Allah-Las serves up an infectious breed of mid-60’s Stones/Nuggets/Zombies-style rock and roll heavy and on Byrds-like jangle and impeccable production. “Busman’s Holiday” is pure Aftermath-era Stones pounded home on surf rhythms and tasty production ornamentations. “Catamaran” conjures the tide rolling up to the Southern California shore at daybreak and is primed for an all-day beach party by the time the verses and “I wanna be your man” chorus kick in. “Don’t You Forget It” rides a Yardbirds-style guitar line towards slow-burning perfection, while “Ela Navega” channels The Ventures for surf-heavy bossa nova. “Long Journey” is a mid-album standout in an album full of outright hits. Chugging out of the gate on a thick bass groove in contrast to the dreamy surf of “Ela Navega,” the song is an expertly orchestrated gem benefiting from cavernous background moaning, a climbing chorus, and a positively mutant and psychedelic riff between the verses. Rarely does a line “I’m heading down by the river to kill your daddy tonight” sound simultaneously ominous and rousing, but it’s one in a thousand fine achievements the Allah-Las and Waterhouse pull off during the course of the album.

“No Voodoo” suits up in shimmering Paisley Underground hues while crafting vocals in the vein of “Heart of Stone.” “Sacred Sands” again crafts a stunning Ventures-indebted instrumental while dancing along the shoreline with a mellow groove and a thrilling guitar solo reminiscent of The Yardbirds. The band utilizes group harmonies sounding like they were excavated from a cave as Michaud sings “You flew too close to the sun” on “Sandy.” “Seven Point Five” mellows out with a sun-streaked, hazy groove behind Michaud’s tried-and-true young Jagger delivery. “Tell Me (What’s On Your Mind),” originally released as a 7” single, is a delicious, “Gloria”-tinged slice of garage gold that surely has the ghost of Brian Jones toe-tapping in his grave and singing along to the heavens. “Vis-A-Vis” closes out Allah-Las’ debut in kaleidoscopic perfection with Byrds-heavy jangle and a foot slipped into the soft ‘80s sand, as Beachwood Sparks have done in impressive fashion for well over a decade.

Allah-Las are a damn fine band with exquisite tastes in influences and a total lack of regard for whether or not they’ll be considered revivalists. They (and Waterhouse) are audiophile scavengers of the best kind: the kind that infuses the DNA so deep into their blood that their hearts run stronger because of the transfusion. Allah-Las aren’t merely paying homage to their heroes; they’re creating immaculately constructed songs from all their deepest loves and generously offering them up to a less-knowing generation. For any doubts of that assessment or curiosity in exactly who these loves may be, refer to the band’s hugely addictive mixtapes of beloved influences that they have been churning out on a steady basis under the title of Reverberation.

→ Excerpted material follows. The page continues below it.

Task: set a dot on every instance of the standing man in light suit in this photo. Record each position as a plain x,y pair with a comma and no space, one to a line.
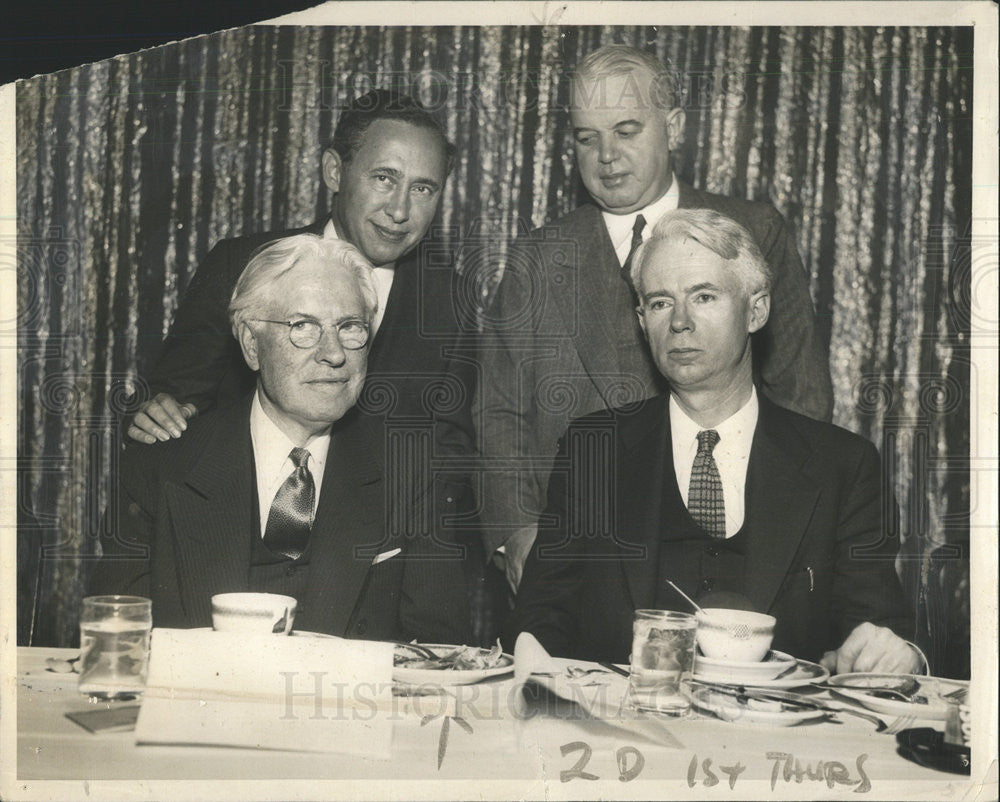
561,338
714,487
287,490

Surely, there will be many critics who deride Allah-Las for their shameless resistance of any trends that have transpired in over the past 20 (if not 40) years. The sounds of Allah-Las are both distinctly un-2012 and timeless in their abilities to strike your ears as immaculately conceived and fresh today as they would have over the airwaves in 1967. Damn the times, the trends and naysayers. Snatch up Allah-Las before the trends of 2012 relegate them to the status of vinyl crate goldmines like their lost 45 heroes, where their analog recordings of impeccable garage melodies and grooves are prophesied to be sampled for years to come by all of the Pro Tools fiends and laptop DJs.

Allah-Las will be available Sept. 18 via Innovative Leisure.